The Annapurna Sanctuary is a high glacial basin lying 40 km directly north of Pokhara. This oval-shaped plateau sits at an altitude of over 4000 metres, and is surrounded by a ring of mountains, the Annapurna range, most of which are over 7000 metres.  With the only entrance a narrow valley between the peaks of Hiunchuli and Machapuchare, where run-off from glaciers drain into Modi Khola River, the Sanctuary was not penetrated by outsiders until 1956. Because of high mountains on all sides, the Annapurna Sanctuary receives only 7 hours of sunlight a day at the height of summer.
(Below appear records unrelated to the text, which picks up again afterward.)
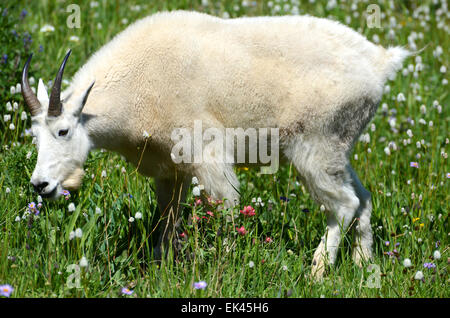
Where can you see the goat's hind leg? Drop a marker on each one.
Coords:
(363, 236)
(328, 180)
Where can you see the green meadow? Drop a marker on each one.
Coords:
(99, 240)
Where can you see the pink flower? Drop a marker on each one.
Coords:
(414, 164)
(241, 230)
(127, 291)
(248, 211)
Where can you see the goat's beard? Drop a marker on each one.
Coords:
(73, 181)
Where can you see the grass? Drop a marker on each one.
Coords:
(410, 204)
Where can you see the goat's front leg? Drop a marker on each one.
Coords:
(170, 193)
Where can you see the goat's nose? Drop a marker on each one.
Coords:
(40, 186)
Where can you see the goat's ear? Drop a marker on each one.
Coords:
(83, 100)
(42, 94)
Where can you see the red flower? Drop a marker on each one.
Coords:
(241, 230)
(248, 211)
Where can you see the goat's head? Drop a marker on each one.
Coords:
(61, 139)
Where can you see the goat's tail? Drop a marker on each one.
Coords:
(393, 60)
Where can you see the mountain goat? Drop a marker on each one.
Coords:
(315, 80)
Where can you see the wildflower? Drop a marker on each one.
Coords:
(78, 233)
(429, 265)
(196, 191)
(200, 285)
(66, 194)
(127, 291)
(248, 211)
(407, 262)
(83, 262)
(418, 276)
(258, 201)
(71, 207)
(47, 28)
(401, 97)
(74, 38)
(6, 290)
(241, 230)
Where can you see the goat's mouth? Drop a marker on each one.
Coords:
(52, 194)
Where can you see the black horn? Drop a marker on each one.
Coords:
(55, 105)
(30, 98)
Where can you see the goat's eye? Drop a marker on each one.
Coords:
(63, 132)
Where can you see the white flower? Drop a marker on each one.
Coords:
(71, 207)
(437, 254)
(418, 276)
(196, 191)
(74, 38)
(83, 262)
(407, 262)
(78, 232)
(47, 28)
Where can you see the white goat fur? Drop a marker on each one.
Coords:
(316, 80)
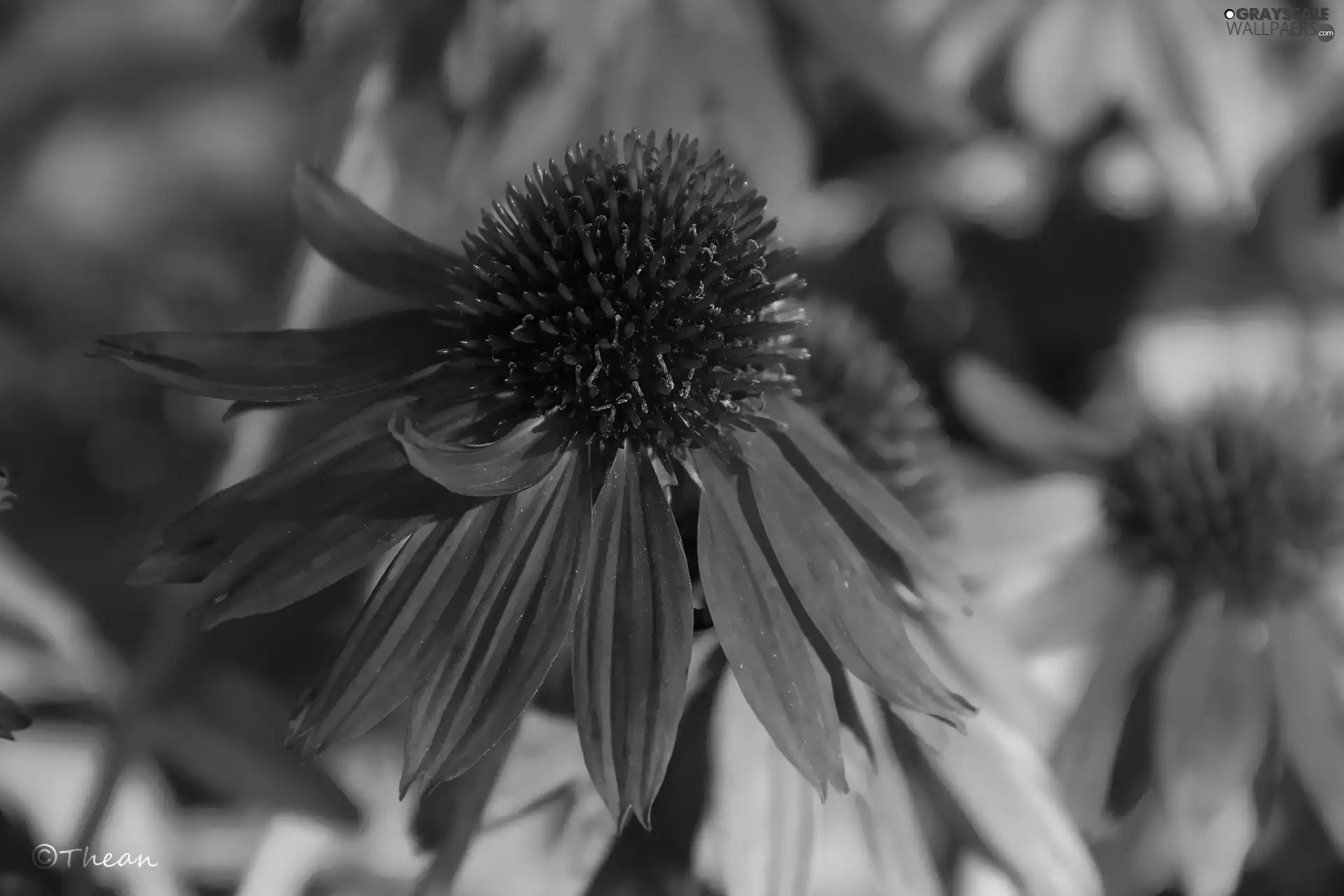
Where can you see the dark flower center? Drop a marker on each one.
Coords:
(1240, 501)
(866, 396)
(632, 292)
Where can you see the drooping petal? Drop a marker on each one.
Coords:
(1212, 731)
(766, 813)
(507, 621)
(518, 461)
(1011, 799)
(632, 638)
(1308, 672)
(885, 532)
(284, 365)
(368, 246)
(834, 584)
(449, 816)
(393, 643)
(1086, 750)
(777, 668)
(886, 806)
(288, 561)
(995, 530)
(293, 489)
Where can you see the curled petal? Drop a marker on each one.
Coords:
(768, 814)
(1086, 750)
(1212, 731)
(504, 624)
(778, 669)
(13, 718)
(632, 638)
(835, 584)
(885, 532)
(368, 246)
(515, 463)
(284, 365)
(1310, 682)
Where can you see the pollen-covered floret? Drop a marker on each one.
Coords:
(1240, 500)
(631, 289)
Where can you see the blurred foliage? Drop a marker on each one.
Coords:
(1041, 183)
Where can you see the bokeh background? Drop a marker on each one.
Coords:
(1105, 199)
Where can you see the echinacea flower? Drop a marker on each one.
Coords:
(615, 328)
(923, 799)
(1212, 594)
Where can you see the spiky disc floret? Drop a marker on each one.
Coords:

The unique combination of heights and depths on the 5-7 day trek into the Annapurna Sanctuary give rise to an extraordinary variety of ecosystems.  The south-facing slopes are covered in dense tropical jungles of rhododendron and bamboo, while the north-facing slopes, in the rain shadow, have a drier colder climate similar to that of the near-by Tibetan Plateau.

The entire sanctuary was held as sacred to the Gurung people, one of the many native people to inhabit the area. They believed it was the repository of gold and various treasures left by the Nāgas, the serpent-gods known in India.  The sanctuary was believed to be the home of several deities, from Hinduism and Buddhism as well as older animistic gods. The peak of Machapuchare at the entrance was believed to be the home of the god Shiva, and the daily plumes of snow were thought the smoke of his divine incense.  Until recently, the local Gurung people forbade anyone from bringing eggs or meat into the Annapurna Sanctuary, and women and untouchables were prohibited from going there as well.

The Annapurna Sanctuary is now part of the Annapurna Conservation Area Project, which places restrictions on number of outside travelers, gathering of firewood, and domestic animal grazing.